Quem é o tatuador que se recusou a fazer desenho com suástica em SP

Bruno Moreira contou que cliente defendeu ideias nazistas e insistiu para que trabalho fosse realizado, mas tatuador se negou a continuar

atualizado 09/12/2021 12:39

Fábio Vieira/Metrópoles

Mais um dia de trabalho se iniciava para o tatuador Bruno Moreira, de 31 anos, dono de um estúdio em Lauzane Paulista, na zona norte de São Paulo. Na data, no início do ano, estava marcada uma sessão para eternizar uma caveira na pele de um cliente que havia feito o orçamento meses antes por WhatsApp.

Tudo corria bem até o profissional notar um elemento acrescido no desenho: uma suástica, símbolo do nazismo alemão de Adolf Hitler. O regime se caracterizou, entre outras questões, por defender a supremacia branca e o ódio contra grupos como judeus e negros.

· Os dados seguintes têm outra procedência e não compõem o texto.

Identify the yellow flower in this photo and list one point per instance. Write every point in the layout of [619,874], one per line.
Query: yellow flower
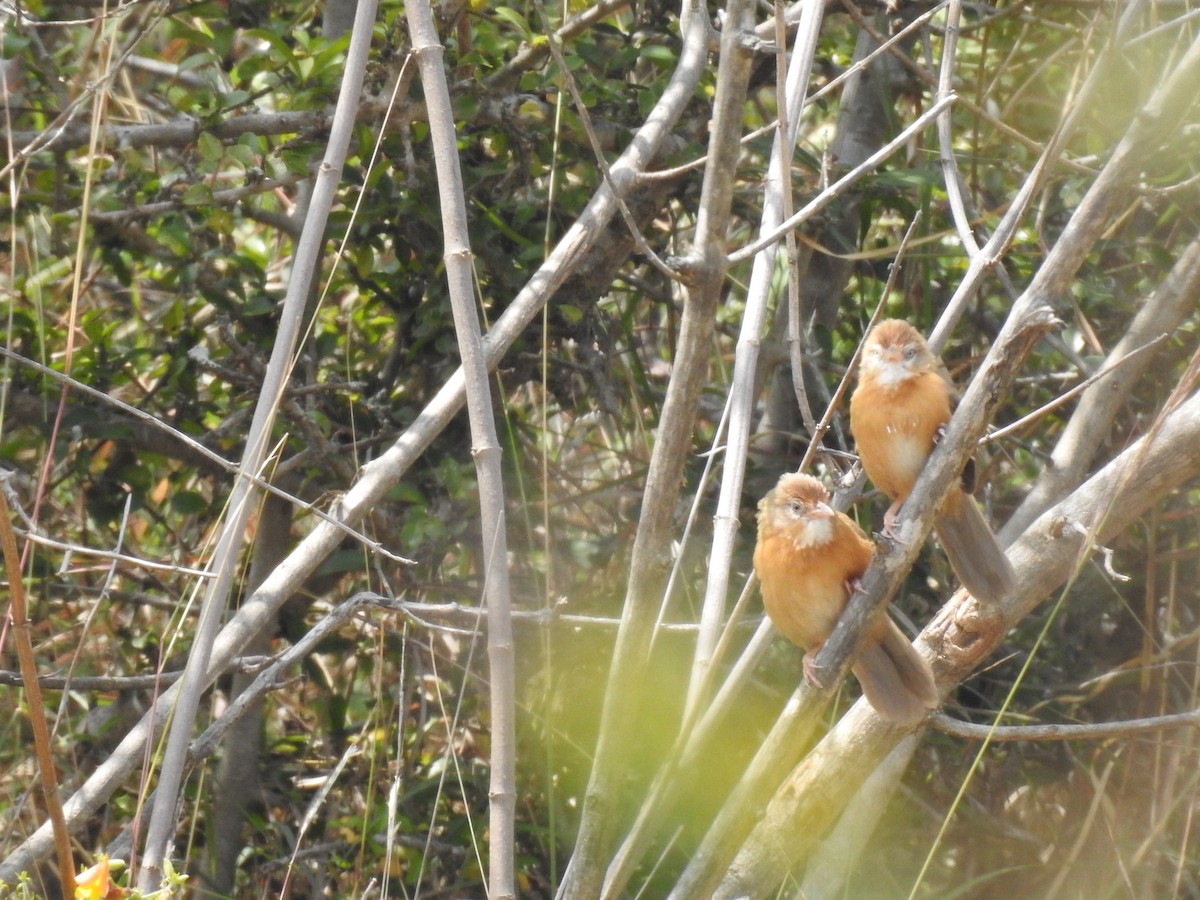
[93,883]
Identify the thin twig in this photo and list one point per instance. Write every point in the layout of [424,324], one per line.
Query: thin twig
[1092,731]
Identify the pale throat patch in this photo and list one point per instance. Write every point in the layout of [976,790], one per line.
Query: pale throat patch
[815,533]
[909,453]
[889,375]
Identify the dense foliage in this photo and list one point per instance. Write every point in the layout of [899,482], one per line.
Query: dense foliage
[157,172]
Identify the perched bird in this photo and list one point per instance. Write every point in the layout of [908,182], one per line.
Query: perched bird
[903,400]
[809,558]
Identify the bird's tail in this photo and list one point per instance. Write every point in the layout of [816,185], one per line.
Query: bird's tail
[972,549]
[897,679]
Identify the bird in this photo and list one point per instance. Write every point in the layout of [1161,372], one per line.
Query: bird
[897,415]
[809,559]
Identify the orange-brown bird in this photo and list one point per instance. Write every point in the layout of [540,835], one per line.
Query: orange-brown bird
[809,559]
[903,400]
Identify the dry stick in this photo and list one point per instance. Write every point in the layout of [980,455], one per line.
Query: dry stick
[741,400]
[966,631]
[1093,731]
[781,749]
[1027,319]
[651,551]
[225,561]
[661,795]
[1110,366]
[379,475]
[690,755]
[485,448]
[195,453]
[46,768]
[981,261]
[841,185]
[1092,420]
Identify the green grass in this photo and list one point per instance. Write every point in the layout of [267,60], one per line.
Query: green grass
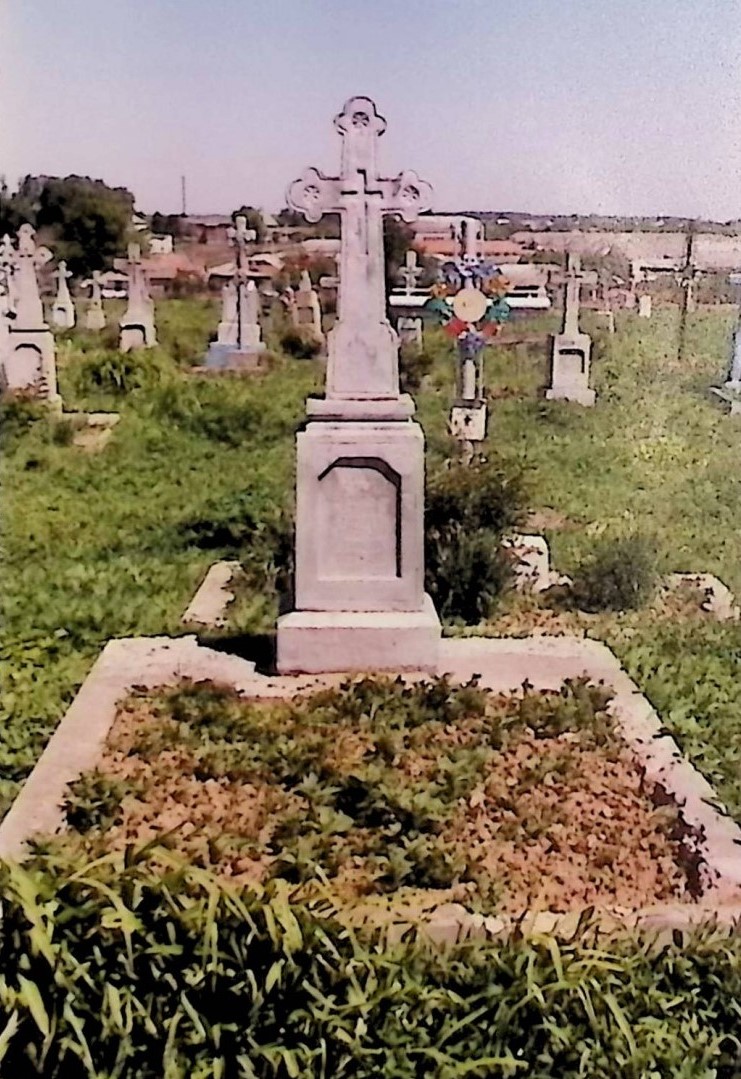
[98,545]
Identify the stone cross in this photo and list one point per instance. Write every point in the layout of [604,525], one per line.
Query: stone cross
[571,310]
[29,311]
[410,272]
[362,360]
[63,311]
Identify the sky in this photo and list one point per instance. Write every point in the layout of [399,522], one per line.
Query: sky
[547,106]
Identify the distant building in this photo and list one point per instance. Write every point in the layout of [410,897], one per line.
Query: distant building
[207,228]
[161,245]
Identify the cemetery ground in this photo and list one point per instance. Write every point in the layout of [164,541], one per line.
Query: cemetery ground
[114,543]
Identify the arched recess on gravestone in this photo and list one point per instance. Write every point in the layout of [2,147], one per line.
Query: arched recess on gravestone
[361,526]
[23,367]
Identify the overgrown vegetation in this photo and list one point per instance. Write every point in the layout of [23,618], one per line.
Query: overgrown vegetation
[619,575]
[468,508]
[109,970]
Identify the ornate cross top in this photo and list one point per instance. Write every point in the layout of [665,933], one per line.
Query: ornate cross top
[410,272]
[241,235]
[362,346]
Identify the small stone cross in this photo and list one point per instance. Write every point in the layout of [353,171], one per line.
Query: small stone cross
[410,272]
[362,358]
[241,235]
[571,313]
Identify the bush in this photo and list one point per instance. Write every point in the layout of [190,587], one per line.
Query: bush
[18,412]
[300,344]
[119,373]
[414,364]
[468,510]
[619,575]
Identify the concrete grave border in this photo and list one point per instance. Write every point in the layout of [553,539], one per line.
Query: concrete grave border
[208,605]
[504,664]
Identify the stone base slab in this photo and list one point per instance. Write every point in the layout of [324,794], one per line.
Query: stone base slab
[312,642]
[586,396]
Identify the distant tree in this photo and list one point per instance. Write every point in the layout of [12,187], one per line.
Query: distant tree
[85,221]
[254,220]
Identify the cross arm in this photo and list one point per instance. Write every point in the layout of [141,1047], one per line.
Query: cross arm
[406,195]
[314,194]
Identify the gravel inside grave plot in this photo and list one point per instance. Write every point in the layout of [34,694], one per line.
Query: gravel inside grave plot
[505,803]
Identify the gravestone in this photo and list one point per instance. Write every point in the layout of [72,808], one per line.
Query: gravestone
[645,306]
[95,317]
[238,338]
[137,324]
[409,327]
[30,360]
[359,535]
[306,308]
[571,350]
[63,310]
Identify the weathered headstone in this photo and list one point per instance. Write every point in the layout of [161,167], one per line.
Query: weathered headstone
[30,362]
[95,316]
[307,309]
[571,350]
[137,324]
[359,537]
[238,337]
[63,310]
[409,327]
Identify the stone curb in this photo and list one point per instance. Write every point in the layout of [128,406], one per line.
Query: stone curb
[208,606]
[503,664]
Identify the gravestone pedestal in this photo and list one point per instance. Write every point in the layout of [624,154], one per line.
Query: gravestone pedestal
[570,369]
[359,523]
[571,349]
[359,551]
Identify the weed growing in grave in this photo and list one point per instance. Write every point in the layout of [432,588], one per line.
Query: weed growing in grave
[620,575]
[468,509]
[94,801]
[371,787]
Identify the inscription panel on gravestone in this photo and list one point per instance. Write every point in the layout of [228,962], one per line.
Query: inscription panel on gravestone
[23,368]
[359,521]
[572,365]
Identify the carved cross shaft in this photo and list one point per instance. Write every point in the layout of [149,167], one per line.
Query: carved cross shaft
[410,272]
[361,197]
[574,275]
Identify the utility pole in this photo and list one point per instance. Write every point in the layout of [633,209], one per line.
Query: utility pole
[687,287]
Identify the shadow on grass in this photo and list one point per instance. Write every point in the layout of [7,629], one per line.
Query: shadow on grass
[258,649]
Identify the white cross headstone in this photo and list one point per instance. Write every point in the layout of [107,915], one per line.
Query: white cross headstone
[30,359]
[63,310]
[362,360]
[410,272]
[95,316]
[137,324]
[359,517]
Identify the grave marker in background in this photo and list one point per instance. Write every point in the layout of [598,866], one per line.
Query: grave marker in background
[30,360]
[63,311]
[95,316]
[137,324]
[571,350]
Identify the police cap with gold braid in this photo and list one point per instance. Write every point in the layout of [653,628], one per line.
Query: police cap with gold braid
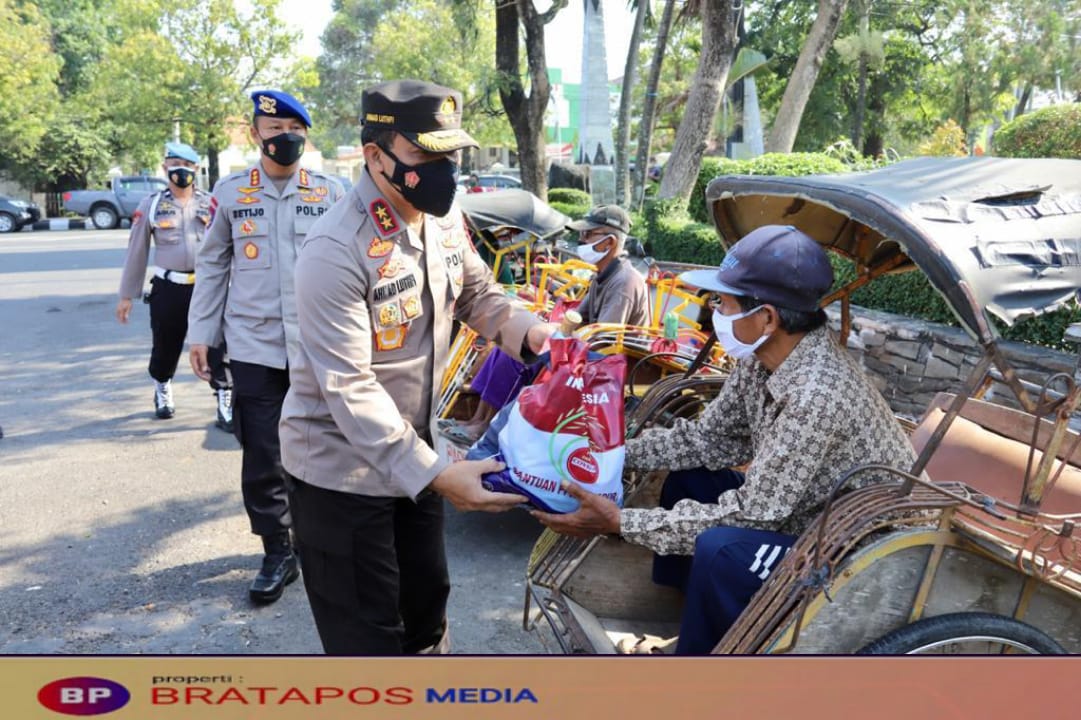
[427,115]
[277,104]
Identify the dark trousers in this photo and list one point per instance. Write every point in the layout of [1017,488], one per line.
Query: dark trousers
[374,569]
[729,565]
[257,394]
[169,325]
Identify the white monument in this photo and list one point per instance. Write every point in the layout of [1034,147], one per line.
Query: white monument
[595,120]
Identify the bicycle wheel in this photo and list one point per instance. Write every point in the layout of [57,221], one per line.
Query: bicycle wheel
[965,634]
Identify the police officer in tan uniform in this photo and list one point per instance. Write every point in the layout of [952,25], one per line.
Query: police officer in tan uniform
[244,292]
[379,281]
[175,220]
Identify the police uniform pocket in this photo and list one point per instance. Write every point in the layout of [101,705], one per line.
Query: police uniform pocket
[252,253]
[165,232]
[303,223]
[455,271]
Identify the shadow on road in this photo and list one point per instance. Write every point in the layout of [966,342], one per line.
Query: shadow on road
[104,591]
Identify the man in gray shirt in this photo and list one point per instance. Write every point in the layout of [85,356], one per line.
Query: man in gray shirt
[245,293]
[176,221]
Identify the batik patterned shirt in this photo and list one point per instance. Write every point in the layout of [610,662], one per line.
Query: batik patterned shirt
[800,428]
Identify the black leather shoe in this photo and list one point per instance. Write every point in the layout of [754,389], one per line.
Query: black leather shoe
[279,569]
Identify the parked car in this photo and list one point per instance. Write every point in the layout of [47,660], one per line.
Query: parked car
[492,183]
[108,207]
[14,214]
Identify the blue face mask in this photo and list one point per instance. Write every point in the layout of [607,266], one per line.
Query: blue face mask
[725,335]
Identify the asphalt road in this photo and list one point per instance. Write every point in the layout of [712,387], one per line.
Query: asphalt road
[120,533]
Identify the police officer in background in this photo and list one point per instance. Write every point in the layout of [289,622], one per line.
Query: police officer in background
[176,221]
[245,293]
[379,280]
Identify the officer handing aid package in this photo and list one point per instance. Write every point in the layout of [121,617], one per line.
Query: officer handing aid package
[244,293]
[379,280]
[176,221]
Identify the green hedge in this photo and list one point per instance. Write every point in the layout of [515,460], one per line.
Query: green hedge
[1051,132]
[791,164]
[572,210]
[569,196]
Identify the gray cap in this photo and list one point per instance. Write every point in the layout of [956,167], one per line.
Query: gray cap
[612,216]
[777,264]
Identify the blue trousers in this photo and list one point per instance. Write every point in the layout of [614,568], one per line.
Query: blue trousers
[730,564]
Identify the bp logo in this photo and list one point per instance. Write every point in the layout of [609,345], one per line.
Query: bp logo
[83,696]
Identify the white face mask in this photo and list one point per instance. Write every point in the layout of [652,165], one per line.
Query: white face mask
[732,345]
[590,254]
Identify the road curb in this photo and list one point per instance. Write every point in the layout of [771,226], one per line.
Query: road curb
[67,224]
[61,224]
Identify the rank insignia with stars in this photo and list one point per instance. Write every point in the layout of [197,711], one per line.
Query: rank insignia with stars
[379,248]
[391,267]
[384,217]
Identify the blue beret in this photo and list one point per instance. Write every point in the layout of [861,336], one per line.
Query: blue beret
[181,150]
[277,104]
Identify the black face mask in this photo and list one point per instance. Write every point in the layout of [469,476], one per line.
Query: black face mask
[285,148]
[429,187]
[182,176]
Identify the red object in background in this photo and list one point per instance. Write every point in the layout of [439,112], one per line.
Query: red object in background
[560,308]
[664,345]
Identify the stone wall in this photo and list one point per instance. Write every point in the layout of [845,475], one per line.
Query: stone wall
[911,360]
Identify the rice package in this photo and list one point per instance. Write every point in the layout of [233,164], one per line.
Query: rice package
[566,426]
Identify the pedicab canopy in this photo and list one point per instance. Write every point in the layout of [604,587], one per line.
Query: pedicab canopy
[512,208]
[992,235]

Bruno resolveu, então, nem iniciar o procedimento e devolver o dinheiro. “O cliente alegou que defendia esse idealismo político e distorceu a história, defendendo o lado nazista, como se eles não tivessem sido tão cruéis assim. Eu simplesmente optei por não fazer o desenho”, contou, em entrevista ao Metrópoles.

0

Bruno se recorda que o cliente insistiu na tatuagem, mas o profissional não cedeu. “Expliquei do jeito mais educado possível que não tinha interesse em executar o trabalho ou atender pessoas com esse idealismo. O cliente ficou chateado, tentou argumentar e defender seu ponto, mas, no final, pegou o dinheiro e foi embora”, lembrou.

Nascido em Minas Gerais, Bruno Moreira da Rocha mora em São Paulo há três anos. O rapaz se especializou em fechamento realista, tipo de desenho que percorre toda ou parte da extensão dos braços e/ou pernas e conta com sombras e contrastes para dar um efeito “verdadeiro” à imagem.

O profissional pontuou que esta foi a primeira vez em que recusou fazer um trabalho pelo conteúdo. “Me vi na obrigação de não realizar o desenho, me senti impactado em saber que até hoje existem pessoas que defendem essa barbaridade”, ressaltou.

Crime de apologia ao nazismo

A Lei 7.716/1989, conhecida como Lei do Racismo, define, no artigo 20, que é crime “fabricar, comercializar, distribuir ou veicular símbolos, emblemas, ornamentos, distintivos ou propaganda que utilizem a cruz suástica ou gamada, para fins de divulgação do nazismo”. A legislação prevê pena de dois a cinco anos e multa.

Em entrevista ao Metrópoles, o advogado criminalista e professor Thiago Jordace considerou que, no caso da tatuagem, poderia haver responsabilização do cliente e do profissional.

“Tanto o tatuador quanto a pessoa que coloca na pele iriam trazer uma dinâmica de responsabilidade, porque já ultrapassa o direito de liberdade de expressão, vai além do que a lei permite. A liberdade de expressão não serve para que a sua liberdade cerceie os direitos de outras pessoas”, explicou.

No entanto, o pós-doutorando em Direito Penal e Segurança Pública pela Universidade do Estado do Rio de Janeiro (UERJ) pondera que, para o crime ser caracterizado, é preciso analisar caso a caso em que a suástica esteja presente.

“Apologia é fazer incitação ao cometimento de condutas criminosas, à promoção do nazismo. Mas levar uma ideologia a um debate, trazer uma discussão acadêmica ou científica não se trata, necessariamente, de crime. Pode ser liberdade de expressão, assim como uma forma de protesto, uma imagem caricata de Hitler, o uso em uma peça de teatro, por exemplo”, explicou.

Jordace ressaltou que, por ser um crime que não ultrapassa o lapso temporal de quatro anos, a maioria das pessoas cumpre a pena em regime aberto, com medidas alternativas, como prestação de serviços à comunidade.

“Como a pena não é tão elevada, o Código Penal possibilita substituir a pena privativa de liberdade por restritiva de direitos. Claro que é uma situação difícil e peculiar, porque há esse grau de tolerância bem reduzido da Justiça brasileira. A disseminação em si dessas ideias não é algo tolerável”, disse o advogado.